İşveren ya da yönetici “kader” deyince kızıyoruz ama en bilindik haliyle kask takmayı bile reddeden işçinin, “Kaderimizde yazılıysa ölüm bizi her durumda bulur.” dediğini atlıyoruz.
İş güvenliği konusu bir bilinç meselesidir.
Ve bunun diplomalı olup olmamakla da ilgisi bulunmamaktadır.

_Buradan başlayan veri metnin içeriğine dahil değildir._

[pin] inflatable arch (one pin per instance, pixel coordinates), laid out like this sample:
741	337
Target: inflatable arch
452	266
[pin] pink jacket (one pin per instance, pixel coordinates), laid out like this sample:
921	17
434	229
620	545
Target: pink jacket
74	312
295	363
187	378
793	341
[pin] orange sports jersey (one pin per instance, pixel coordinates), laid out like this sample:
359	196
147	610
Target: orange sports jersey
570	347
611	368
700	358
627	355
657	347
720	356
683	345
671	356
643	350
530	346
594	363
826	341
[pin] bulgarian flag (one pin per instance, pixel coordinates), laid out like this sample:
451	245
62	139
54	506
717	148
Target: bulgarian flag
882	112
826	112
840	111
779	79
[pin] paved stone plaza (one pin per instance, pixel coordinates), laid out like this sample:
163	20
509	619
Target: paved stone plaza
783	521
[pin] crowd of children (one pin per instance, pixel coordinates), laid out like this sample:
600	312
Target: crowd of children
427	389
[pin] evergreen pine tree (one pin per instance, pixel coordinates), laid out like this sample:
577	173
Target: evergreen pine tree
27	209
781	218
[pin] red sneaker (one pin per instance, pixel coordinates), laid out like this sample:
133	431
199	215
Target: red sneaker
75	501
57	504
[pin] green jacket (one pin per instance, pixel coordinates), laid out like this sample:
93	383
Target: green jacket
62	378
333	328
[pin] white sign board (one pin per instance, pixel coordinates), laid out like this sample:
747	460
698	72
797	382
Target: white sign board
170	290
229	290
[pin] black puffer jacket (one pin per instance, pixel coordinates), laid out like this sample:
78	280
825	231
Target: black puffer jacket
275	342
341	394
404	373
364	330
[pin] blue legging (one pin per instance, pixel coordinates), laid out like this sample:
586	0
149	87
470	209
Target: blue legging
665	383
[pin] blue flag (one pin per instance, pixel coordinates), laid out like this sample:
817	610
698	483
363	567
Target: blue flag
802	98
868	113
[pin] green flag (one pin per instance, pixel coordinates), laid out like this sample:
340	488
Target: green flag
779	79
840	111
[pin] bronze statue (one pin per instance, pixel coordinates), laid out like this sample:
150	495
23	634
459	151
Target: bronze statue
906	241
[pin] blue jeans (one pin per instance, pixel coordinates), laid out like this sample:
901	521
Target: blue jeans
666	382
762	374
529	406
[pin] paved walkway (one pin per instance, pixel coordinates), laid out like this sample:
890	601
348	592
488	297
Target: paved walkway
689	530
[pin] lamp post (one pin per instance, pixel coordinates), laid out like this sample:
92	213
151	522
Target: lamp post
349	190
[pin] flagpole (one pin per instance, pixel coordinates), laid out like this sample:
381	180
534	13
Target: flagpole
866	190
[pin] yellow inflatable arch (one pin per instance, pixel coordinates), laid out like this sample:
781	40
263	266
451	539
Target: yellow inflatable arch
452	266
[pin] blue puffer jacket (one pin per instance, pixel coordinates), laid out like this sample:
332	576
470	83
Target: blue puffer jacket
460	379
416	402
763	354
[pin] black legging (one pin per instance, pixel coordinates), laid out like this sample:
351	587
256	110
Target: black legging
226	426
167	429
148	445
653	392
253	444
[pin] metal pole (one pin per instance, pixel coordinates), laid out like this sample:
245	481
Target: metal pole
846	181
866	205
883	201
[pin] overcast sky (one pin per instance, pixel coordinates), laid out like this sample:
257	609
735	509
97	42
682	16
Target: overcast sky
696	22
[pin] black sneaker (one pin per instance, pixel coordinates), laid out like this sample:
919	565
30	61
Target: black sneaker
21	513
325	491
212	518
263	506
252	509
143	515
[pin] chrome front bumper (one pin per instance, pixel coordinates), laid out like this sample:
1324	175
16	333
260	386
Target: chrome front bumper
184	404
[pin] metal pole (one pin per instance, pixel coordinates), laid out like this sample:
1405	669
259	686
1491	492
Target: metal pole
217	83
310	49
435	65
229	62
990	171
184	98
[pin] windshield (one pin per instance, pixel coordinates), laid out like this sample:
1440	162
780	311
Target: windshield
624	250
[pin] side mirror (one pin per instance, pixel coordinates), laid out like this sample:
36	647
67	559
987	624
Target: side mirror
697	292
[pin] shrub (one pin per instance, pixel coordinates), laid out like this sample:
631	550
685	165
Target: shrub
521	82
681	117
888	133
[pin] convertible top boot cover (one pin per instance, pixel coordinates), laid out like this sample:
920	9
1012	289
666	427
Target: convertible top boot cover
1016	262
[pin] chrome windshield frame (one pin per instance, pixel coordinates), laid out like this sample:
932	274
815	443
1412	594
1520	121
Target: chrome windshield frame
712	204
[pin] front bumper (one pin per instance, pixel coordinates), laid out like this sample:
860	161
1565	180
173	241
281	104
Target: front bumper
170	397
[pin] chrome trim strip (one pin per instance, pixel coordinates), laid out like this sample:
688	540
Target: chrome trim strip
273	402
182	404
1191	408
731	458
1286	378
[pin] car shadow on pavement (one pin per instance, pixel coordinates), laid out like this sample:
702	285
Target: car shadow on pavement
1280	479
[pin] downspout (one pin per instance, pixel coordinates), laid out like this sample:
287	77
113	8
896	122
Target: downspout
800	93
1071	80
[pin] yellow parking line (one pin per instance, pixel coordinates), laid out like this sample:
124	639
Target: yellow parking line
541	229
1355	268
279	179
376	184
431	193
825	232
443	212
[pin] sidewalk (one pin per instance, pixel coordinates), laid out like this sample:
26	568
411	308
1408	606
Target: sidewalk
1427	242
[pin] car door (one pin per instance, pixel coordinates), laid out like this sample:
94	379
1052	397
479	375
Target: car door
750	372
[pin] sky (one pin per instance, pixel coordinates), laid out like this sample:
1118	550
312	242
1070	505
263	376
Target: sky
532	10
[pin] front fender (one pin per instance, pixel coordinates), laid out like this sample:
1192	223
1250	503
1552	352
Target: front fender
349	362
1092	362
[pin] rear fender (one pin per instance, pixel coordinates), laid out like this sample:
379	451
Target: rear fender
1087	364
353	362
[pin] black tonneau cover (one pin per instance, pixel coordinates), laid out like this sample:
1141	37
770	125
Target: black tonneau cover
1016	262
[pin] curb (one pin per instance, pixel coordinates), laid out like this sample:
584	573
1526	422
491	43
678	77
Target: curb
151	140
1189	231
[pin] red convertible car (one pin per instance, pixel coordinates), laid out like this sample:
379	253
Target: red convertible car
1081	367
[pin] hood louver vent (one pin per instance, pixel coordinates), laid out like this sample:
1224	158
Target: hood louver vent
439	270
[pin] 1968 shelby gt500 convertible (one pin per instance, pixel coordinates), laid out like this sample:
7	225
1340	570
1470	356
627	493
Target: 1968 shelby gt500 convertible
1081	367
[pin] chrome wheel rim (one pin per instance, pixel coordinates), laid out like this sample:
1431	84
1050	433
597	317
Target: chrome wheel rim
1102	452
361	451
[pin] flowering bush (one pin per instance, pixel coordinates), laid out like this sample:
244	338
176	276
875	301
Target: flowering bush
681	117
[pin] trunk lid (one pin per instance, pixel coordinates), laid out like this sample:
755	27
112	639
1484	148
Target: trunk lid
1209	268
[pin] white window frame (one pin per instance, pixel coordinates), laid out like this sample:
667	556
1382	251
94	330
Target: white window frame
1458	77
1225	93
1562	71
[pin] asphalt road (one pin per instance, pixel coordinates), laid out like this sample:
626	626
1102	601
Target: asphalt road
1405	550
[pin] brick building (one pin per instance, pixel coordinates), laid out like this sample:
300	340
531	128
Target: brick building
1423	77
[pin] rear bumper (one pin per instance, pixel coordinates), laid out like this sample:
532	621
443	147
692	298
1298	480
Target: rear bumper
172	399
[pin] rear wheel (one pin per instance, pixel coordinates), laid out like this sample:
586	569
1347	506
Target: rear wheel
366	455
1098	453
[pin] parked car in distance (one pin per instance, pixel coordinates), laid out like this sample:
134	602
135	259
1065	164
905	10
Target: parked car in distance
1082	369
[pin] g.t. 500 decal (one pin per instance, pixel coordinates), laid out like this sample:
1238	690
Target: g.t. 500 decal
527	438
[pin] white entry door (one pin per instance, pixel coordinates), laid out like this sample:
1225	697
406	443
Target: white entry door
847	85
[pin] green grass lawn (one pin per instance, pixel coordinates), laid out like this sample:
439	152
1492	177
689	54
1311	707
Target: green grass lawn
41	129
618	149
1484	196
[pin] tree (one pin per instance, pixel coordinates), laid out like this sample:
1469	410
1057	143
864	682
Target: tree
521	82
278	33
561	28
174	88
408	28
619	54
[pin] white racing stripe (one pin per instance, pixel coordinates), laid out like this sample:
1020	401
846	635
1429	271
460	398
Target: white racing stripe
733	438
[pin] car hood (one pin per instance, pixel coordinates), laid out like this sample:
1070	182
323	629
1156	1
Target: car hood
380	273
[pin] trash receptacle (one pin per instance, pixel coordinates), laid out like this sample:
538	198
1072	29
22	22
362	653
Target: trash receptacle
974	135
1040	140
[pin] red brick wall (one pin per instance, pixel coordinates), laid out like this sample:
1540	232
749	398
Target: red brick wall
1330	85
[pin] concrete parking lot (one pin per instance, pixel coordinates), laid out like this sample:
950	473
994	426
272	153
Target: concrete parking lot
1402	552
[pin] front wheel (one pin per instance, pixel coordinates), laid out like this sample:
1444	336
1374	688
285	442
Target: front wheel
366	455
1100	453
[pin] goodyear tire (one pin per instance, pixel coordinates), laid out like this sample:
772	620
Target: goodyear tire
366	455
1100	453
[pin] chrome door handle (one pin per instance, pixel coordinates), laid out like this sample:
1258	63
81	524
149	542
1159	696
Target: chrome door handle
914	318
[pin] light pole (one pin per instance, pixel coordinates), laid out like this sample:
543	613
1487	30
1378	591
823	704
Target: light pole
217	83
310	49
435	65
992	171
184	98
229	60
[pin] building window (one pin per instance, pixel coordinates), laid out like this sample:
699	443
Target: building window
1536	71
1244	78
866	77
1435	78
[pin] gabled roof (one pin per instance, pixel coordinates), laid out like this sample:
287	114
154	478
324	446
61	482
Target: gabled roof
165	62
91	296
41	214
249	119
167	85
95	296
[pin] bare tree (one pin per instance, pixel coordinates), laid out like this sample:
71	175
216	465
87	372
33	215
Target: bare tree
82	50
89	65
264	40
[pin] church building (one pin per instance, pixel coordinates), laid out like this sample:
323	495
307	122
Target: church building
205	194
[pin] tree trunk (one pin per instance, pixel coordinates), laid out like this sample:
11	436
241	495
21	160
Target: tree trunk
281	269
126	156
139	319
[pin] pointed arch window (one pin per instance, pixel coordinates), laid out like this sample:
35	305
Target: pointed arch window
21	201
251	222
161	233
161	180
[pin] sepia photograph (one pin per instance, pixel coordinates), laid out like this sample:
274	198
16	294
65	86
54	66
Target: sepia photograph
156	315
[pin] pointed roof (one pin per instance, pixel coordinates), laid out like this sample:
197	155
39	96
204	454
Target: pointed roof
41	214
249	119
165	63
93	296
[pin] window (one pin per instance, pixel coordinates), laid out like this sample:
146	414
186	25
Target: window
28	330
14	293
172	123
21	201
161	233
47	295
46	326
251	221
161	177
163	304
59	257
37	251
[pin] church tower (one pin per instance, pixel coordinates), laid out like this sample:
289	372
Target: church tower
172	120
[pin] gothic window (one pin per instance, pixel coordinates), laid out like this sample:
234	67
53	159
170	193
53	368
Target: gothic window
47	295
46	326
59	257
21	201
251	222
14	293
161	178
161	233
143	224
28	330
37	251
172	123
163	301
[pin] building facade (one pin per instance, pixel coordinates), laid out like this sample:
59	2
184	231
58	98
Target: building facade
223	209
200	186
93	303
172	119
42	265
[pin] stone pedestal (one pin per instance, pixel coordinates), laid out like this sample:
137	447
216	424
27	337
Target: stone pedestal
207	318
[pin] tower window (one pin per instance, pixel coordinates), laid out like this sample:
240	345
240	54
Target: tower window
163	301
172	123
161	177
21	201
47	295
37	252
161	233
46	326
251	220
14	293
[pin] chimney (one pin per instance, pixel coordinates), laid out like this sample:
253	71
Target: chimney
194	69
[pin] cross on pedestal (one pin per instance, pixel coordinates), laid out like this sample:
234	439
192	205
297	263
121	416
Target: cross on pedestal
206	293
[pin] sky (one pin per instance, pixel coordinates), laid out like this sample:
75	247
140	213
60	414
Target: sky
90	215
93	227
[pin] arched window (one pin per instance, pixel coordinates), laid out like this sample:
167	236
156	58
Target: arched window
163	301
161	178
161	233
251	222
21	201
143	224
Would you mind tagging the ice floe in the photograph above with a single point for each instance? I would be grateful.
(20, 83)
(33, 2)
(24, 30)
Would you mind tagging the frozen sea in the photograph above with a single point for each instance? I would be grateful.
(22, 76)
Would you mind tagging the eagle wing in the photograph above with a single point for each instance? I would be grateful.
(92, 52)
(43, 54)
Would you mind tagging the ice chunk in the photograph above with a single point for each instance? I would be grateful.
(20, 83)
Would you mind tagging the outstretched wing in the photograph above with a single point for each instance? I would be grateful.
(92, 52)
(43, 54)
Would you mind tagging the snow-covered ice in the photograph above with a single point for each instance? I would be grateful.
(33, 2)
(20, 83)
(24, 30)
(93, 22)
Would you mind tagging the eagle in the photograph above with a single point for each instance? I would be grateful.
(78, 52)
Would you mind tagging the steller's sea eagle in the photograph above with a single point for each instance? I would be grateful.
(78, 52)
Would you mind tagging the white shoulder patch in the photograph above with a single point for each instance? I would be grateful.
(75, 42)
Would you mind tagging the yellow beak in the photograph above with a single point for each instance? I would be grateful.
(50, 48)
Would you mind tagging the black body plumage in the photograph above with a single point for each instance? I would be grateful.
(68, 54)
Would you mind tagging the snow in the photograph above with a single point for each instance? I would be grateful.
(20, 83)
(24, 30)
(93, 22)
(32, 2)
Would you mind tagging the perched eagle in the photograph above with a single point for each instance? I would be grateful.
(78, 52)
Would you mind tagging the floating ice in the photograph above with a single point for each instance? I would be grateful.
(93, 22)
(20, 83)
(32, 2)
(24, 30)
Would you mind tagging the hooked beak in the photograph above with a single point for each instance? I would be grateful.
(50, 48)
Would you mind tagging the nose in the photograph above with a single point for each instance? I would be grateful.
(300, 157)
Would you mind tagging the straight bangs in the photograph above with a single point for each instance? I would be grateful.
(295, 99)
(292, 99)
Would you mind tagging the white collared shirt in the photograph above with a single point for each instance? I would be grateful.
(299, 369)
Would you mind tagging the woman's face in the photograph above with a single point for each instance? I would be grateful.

Pandemi döneminde memurlara uzaktan eğitim yolu ile verilen iş güvenliği derslerinde, eğitim videolarını açıp sigara molasına çıkan diplomalı memurlarımız bunun en net göstergelerindendir.
Her durumda yücelttiğimiz insan akıl sahibi bir varlıktır ama akla sahip olması, her durumda aklını kullanacağı anlamına gelmiyor.
Aklını kullanıp emniyet kemeri takmayan sürücüyü nasıl ki ceza ile yola getirdi isek, kaskını takmayan işçi ile daha çok para kazanmak hırsı ile hareket eden işveren için de yaptırımların artırılması gerekiyor.
*Son olarak, duygusallığı dozunda bırakalım, üzerini örtmeden gerçeğe odaklanalım.
“Güneşi görmek için karanlığı kazıyoruz.” diyen 22 yaşındaki Yasin Çelik’in sözlerini elbette unutmayalım.
Şehit madencilerin son fotoğraflarını yayınlayalım, gözü yaşlı ailelerin acılarını, “Babam burada” deyip babasının fotoğrafını cenaze başında annesine gösteren kız çocuğunu ekrana taşıyalım.
Ama dozunda bırakıp “yeni bir şeyler” söyleyelim.
Ve o söylenen yeni şeylerin, saatlerce süren tartışma programlarında ve canlı yayınlarda ağıt kültürünü yücelten ve ölüsever yanımızı pohpohlayan şeylerden ziyade; yeni bir facianın daha yaşanmaması için nalına da mıhına da vuran, kimilerinin bir yere yaranmak kimilerinin de tepetaklak etmek saikiyle hareket etmediği, gerçekten de kamu yararını önceleyen şeyler olması gerektiğini fark edelim.